85 euros par mois, et pas un de plus. Voilà la somme que les étudiants peuvent, en moyenne, consacrer à leurs achats alimentaires. En période de disette, ces jeunes Français font des choix. Et pas toujours les bons. Selon le dernier rapport de la Croix-Rouge, 13 000 étudiants sautent 4 à 6 repas par semaine.

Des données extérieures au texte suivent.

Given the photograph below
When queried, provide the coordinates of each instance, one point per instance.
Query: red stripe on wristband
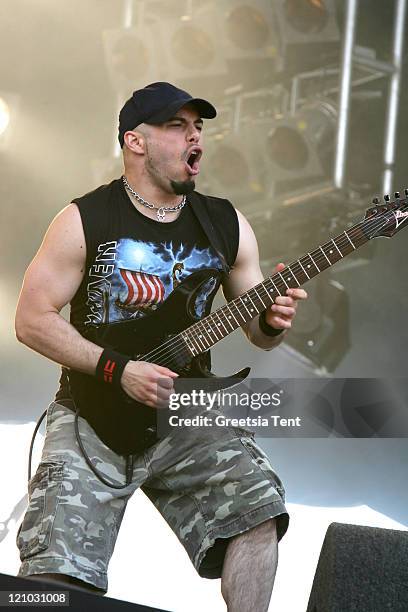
(110, 367)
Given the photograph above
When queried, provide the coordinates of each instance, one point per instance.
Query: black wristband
(267, 329)
(110, 367)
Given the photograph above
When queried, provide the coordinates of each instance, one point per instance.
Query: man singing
(115, 254)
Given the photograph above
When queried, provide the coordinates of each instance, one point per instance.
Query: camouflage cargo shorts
(208, 486)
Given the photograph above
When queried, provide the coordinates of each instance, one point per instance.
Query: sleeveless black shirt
(133, 263)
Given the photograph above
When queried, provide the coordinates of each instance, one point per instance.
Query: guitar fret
(252, 302)
(340, 253)
(287, 286)
(201, 335)
(329, 262)
(244, 305)
(293, 276)
(276, 289)
(350, 240)
(222, 323)
(232, 314)
(260, 299)
(189, 338)
(314, 263)
(300, 263)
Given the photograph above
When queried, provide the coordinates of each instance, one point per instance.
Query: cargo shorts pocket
(263, 462)
(44, 491)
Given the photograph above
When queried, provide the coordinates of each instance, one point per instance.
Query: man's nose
(194, 134)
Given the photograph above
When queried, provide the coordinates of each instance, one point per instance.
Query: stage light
(230, 169)
(9, 105)
(307, 16)
(133, 57)
(192, 47)
(106, 169)
(307, 33)
(4, 116)
(192, 44)
(248, 29)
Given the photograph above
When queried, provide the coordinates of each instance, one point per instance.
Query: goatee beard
(183, 187)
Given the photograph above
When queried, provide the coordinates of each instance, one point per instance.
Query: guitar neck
(204, 334)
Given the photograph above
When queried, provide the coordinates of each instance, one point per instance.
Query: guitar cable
(129, 458)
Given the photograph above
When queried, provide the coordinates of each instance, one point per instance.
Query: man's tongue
(192, 165)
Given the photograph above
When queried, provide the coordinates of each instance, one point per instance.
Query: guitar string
(161, 351)
(178, 344)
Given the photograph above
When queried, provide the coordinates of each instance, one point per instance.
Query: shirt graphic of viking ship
(130, 278)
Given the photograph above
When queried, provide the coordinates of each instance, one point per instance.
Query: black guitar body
(147, 339)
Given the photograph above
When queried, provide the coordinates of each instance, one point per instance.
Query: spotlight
(248, 29)
(306, 16)
(9, 103)
(230, 169)
(307, 32)
(133, 57)
(286, 156)
(192, 46)
(106, 169)
(4, 116)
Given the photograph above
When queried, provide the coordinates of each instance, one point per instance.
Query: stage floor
(150, 567)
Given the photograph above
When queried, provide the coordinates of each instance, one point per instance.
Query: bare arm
(51, 281)
(245, 274)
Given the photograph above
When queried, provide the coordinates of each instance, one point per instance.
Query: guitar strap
(200, 209)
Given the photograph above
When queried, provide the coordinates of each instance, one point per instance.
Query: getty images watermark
(216, 405)
(294, 408)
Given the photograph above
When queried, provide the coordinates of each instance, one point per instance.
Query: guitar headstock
(386, 219)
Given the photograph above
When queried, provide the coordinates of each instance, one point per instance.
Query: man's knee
(64, 578)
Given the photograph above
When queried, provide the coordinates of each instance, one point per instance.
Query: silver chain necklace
(161, 210)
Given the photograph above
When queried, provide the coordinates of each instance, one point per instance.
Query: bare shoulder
(56, 272)
(65, 236)
(245, 272)
(248, 246)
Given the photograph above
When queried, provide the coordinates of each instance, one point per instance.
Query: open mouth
(192, 162)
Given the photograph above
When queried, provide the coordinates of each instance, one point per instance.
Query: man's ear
(135, 141)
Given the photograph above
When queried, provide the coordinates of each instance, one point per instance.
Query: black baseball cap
(156, 103)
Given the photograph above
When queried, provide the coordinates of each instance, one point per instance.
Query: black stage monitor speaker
(29, 594)
(361, 569)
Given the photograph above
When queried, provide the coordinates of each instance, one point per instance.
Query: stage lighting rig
(192, 44)
(307, 33)
(248, 29)
(133, 57)
(9, 103)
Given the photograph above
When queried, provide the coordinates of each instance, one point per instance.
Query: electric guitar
(172, 336)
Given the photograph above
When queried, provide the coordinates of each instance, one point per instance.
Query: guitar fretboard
(204, 334)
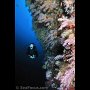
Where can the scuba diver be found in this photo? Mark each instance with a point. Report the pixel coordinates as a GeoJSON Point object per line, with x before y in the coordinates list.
{"type": "Point", "coordinates": [32, 51]}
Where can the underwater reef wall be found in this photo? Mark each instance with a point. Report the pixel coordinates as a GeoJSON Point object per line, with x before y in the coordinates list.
{"type": "Point", "coordinates": [54, 24]}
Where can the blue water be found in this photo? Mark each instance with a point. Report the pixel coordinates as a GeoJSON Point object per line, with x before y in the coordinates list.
{"type": "Point", "coordinates": [27, 72]}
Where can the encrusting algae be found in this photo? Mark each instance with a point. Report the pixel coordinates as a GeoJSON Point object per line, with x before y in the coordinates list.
{"type": "Point", "coordinates": [54, 23]}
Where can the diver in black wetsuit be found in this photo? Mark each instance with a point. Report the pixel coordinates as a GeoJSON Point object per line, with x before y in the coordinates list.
{"type": "Point", "coordinates": [32, 51]}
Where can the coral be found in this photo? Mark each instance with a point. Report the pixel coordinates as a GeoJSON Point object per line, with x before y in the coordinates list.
{"type": "Point", "coordinates": [54, 23]}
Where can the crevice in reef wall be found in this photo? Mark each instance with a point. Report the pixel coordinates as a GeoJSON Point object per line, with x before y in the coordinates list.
{"type": "Point", "coordinates": [54, 24]}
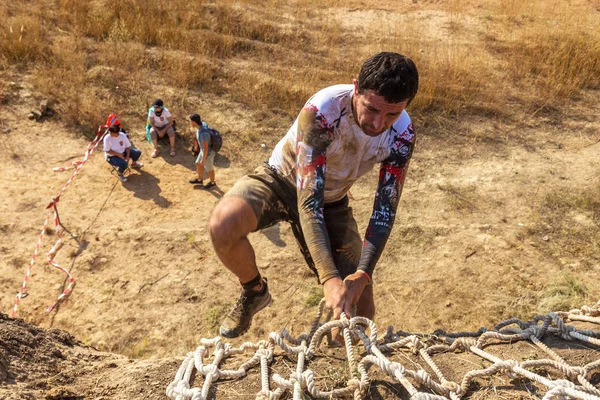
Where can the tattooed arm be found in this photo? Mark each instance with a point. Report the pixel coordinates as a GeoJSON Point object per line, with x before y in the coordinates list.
{"type": "Point", "coordinates": [391, 181]}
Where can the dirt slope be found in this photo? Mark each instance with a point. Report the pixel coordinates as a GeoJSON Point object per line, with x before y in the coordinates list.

Les jeunes de l’Hexagone sont loin d’être isolés en la matière. Pour faire le point sur l’état de santé de cette population, la Mutualité Française a rassemblé plusieurs équipes à Dunkerque (Nord). A l’occasion du colloque Universanté, organisé ce 1er juin, le Pr Patricia Blackburn a présenté les résultats de son projet A+. Pendant un an, cette kinésiologue a suivi l’évolution des jeunes inscrits à l’université du Québec à Chicoutimi (Canada).

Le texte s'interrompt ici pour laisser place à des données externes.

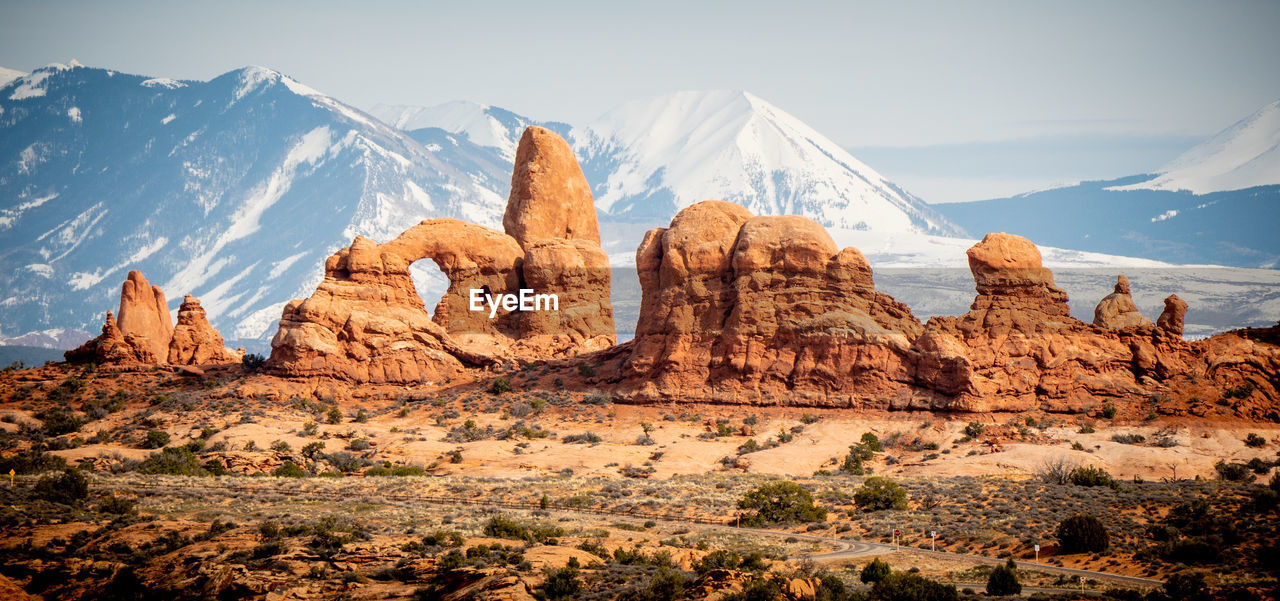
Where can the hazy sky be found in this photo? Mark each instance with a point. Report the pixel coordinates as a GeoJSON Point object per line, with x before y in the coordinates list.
{"type": "Point", "coordinates": [863, 73]}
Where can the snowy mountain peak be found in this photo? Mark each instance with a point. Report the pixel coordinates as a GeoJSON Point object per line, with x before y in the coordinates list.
{"type": "Point", "coordinates": [483, 124]}
{"type": "Point", "coordinates": [1244, 155]}
{"type": "Point", "coordinates": [654, 156]}
{"type": "Point", "coordinates": [8, 76]}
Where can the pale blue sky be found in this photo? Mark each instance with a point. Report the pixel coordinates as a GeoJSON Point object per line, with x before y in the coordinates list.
{"type": "Point", "coordinates": [863, 73]}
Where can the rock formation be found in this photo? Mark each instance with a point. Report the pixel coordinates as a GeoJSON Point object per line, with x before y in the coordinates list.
{"type": "Point", "coordinates": [195, 342]}
{"type": "Point", "coordinates": [145, 313]}
{"type": "Point", "coordinates": [366, 322]}
{"type": "Point", "coordinates": [762, 310]}
{"type": "Point", "coordinates": [1171, 319]}
{"type": "Point", "coordinates": [140, 338]}
{"type": "Point", "coordinates": [1116, 311]}
{"type": "Point", "coordinates": [549, 197]}
{"type": "Point", "coordinates": [113, 347]}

Pourquoi avoir mené cette étude ?
Pr Patricia Blackburn : Il est démontré que l’entrée à l’université représente une période critique pour les habitudes de vie. Les étudiants modifient leurs habitudes alimentaires, font moins d’activité physique. Certaines études ont montré que cela est associé à une dégradation des facteurs de risque cardiovasculaires. C’est sur la base de ces constats qu’on a décidé de mettre en place ce projet. On a suivi des étudiants en première ou en deuxième année universitaire, qui ont été évalués deux fois : au mois de septembre et au mois d’avril.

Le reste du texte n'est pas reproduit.